Le second roman, Le secret de la vie est beaucoup moins léger. Conrad Bunger est un adolescent mal dans sa peu et presque dépressif. Il a une obsession : découvrir le secret de la vie. Il est persuadé d’être un extra-terrestre envoyé sur Terre en mission pour découvrir ce secret. Et il a une technique infaillible : se saouler et se défoncer un maximum pour optimiser ses perceptions et percer la nature profonde de l’être humain. Le roman garde son mystère pendant un petit moment : l’ado est-il un extraterrestre ou juste un môme mal dans sa peau ? Le secret de la vie dépeint une Amérique des sixties en pleine mutation sociétale. Intéressant et beaucoup plus profond que le premier opus de ce volume.

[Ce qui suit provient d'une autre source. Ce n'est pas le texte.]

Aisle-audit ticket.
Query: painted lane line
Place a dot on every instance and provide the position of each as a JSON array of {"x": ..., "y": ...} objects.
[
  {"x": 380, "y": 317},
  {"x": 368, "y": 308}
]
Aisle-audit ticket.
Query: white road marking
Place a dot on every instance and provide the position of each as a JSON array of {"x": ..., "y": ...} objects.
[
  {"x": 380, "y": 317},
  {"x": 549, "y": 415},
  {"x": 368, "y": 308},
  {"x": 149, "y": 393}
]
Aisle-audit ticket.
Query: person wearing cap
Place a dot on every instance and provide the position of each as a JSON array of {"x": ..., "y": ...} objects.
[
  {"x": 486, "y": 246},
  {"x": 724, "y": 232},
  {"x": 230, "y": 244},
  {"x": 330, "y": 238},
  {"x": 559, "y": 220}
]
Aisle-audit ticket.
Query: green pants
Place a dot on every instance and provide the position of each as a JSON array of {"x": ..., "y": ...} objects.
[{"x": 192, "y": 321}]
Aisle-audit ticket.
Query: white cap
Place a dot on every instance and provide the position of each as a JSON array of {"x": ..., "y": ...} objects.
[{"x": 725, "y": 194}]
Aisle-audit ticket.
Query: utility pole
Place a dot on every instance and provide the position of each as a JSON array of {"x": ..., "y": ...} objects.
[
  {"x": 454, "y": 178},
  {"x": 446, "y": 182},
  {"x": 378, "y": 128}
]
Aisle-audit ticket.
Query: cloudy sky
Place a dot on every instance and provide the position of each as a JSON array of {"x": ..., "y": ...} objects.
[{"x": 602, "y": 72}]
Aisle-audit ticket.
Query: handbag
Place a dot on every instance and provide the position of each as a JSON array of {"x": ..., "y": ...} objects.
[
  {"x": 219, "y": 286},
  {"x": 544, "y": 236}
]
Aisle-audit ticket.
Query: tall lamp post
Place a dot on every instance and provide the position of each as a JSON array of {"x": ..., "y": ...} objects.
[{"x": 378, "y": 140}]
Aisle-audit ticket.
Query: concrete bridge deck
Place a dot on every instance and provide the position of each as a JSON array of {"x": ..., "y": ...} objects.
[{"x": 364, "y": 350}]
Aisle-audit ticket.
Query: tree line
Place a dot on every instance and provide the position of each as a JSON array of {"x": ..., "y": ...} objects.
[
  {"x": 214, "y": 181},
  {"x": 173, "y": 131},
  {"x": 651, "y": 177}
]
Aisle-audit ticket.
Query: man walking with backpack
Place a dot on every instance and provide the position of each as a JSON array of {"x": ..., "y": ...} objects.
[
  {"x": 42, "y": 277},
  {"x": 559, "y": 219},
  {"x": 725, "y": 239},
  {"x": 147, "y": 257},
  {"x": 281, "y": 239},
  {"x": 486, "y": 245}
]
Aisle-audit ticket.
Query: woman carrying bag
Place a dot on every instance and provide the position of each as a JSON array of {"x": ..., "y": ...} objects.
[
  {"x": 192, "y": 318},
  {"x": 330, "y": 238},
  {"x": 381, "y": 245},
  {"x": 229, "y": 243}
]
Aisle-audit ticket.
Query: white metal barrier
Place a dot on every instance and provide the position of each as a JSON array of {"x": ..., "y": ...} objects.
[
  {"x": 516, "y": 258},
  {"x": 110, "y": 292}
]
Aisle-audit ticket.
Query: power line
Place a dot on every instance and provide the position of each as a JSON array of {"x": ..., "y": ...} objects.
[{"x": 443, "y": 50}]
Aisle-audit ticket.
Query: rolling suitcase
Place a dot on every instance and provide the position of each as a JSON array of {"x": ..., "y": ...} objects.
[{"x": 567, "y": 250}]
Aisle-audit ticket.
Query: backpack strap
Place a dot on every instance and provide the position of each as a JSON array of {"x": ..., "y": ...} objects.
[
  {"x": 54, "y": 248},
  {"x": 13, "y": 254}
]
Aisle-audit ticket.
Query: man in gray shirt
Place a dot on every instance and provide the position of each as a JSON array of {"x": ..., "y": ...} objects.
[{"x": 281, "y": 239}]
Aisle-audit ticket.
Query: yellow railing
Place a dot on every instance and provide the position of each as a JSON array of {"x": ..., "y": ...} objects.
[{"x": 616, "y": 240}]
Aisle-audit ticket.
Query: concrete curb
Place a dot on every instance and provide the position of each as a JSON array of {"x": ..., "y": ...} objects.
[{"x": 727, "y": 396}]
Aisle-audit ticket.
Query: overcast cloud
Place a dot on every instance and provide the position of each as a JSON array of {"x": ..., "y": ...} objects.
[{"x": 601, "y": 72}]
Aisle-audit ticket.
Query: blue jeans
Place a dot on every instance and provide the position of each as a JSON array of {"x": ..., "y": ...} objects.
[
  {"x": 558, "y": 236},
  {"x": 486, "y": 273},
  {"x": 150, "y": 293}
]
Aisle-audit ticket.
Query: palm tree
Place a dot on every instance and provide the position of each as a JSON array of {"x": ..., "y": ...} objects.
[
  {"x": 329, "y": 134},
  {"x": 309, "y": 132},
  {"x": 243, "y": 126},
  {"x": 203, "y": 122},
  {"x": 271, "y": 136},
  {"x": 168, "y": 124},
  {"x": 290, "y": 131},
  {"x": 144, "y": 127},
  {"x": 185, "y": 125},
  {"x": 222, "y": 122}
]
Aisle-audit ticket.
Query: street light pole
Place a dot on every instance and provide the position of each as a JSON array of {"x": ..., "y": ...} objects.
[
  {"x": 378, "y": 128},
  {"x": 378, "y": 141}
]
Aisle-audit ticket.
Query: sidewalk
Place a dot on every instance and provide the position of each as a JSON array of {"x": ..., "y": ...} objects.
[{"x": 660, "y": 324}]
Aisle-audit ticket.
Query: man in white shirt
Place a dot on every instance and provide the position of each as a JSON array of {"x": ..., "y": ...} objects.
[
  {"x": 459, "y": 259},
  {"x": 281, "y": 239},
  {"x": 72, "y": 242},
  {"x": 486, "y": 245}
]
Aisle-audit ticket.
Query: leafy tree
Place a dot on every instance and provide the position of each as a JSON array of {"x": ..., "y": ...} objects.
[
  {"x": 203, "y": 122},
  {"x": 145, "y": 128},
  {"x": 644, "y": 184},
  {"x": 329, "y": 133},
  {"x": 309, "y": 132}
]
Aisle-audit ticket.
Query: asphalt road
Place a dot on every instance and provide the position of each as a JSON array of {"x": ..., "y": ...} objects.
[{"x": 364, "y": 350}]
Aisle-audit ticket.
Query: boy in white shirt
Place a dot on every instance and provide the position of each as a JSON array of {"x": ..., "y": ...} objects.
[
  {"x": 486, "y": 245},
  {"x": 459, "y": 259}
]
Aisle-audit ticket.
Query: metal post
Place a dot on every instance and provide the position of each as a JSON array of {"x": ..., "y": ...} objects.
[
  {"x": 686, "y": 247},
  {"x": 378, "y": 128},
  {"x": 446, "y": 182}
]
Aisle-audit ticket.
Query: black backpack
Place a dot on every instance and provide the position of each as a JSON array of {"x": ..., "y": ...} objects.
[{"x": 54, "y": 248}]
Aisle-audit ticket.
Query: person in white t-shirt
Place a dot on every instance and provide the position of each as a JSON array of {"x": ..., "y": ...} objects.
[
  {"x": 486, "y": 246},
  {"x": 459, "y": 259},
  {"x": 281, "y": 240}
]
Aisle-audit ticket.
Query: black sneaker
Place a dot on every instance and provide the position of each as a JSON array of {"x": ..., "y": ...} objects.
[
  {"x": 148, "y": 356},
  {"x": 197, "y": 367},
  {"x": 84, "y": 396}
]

Comme dans tout recueil de nouvelles, certaines plaisent d’autres moins. Dans A l’assaut du cosmos, chaque texte est accompagné d’une courte note d’explication de l’auteur. Procédé très appréciable car, même si certains textes ne m’ont guère séduite, ces notes m’ont permis de comprendre la démarche de l’auteur. Que l’éditeur ait placé ces notes à la fin de chaque nouvelle est encore plus appréciable : cela permet de ne pas déflorer le texte.
La racine carrée de Pythagore, mettant en scène les derniers moments d’un Pythagore assez éloigné de l’image traditionnelle qu’on s’en est fait m’a séduite. Mélange d’onirisme et de mathématiques que j’appellerai conceptuelles par facilité, elle n’a qu’un défaut : une fin un peu trop précipitée.
Le cinquante-septième Franz Kafka, une histoire de clone, ne m’a pas laissé un souvenir impérissable.
Dans L’école Jack Kerouac de poésie désincarnée et La bougie des sables d’Andy Warhol, deux artistes décédés sont ramenés dans le monde des vivants, Jack Kerouac par le biais de la projection d’une modélisation réalisée sur cassette (avec code génétique intégré), Andy Warhol grâce à une bougie. Dans le premier texte, Rudy Rucker rend hommage à l’écrivain qu’il admire et, à la lecture de la chute, la nouvelle donne l’impression d’un texte à portée autobiographique. Dans la seconde nouvelle Rudy Rucker aborde l’errance de deux paumés dont un artiste alcoolique. Cette nouvelle, le lecteur l’apprend dans la note qui l’accompagne a une résonance très personnelle bien que indécelable sans explication. Nous avons là deux très bons textes du recueil.
Les deux nouvelles suivantes Surfer sur les probabilités et Surfer sur le Chaos mélangent allègrement surf, mathématiques et défonce. Un mélange trop expérimental qui n’a pas pris avec moi.
Méduse reprend les ingrédients préférés de Rudy Rucker : les mathématiques hallucinées et un savant frappé. Un mathématicien barré, créateur de méduses artificielles, s’acoquine avec le bras-cassé d’une famille texane de magnats du pétrole. La nouvelle démarre bien mais vire au grand n’importe quoi sur la fin. Dommage.
Le dernier texte, A l’assaut du cosmos, est une petite perle. En URSS, Nikita Globov est un stukach, un mouchard à la solde du KGB, qui dénonce comme il respire. Sa dénonciation du savant Vlad Zipkin va lui valoir des conséquences inattendues. Après avoir lu un roman d’Aleksander Kazantsev (un auteur de SF qui a réellement existé soit-dit en passant) Zipkin monte une expédition en direction de la Toungouska pour y percer le mystère de l’explosion de 1908 (un petit lien wikipédia pour vous éclairer) persuadé que les ET sont de la partie. Nous avons ici le meilleur texte de ce recueil, riche en thématiques (critique politique, SF, conquête spatiale), non dénué d’humour et parfaitement maîtrisé du début jusqu’à la fin. De quoi clore le recueil avec un grand sourire.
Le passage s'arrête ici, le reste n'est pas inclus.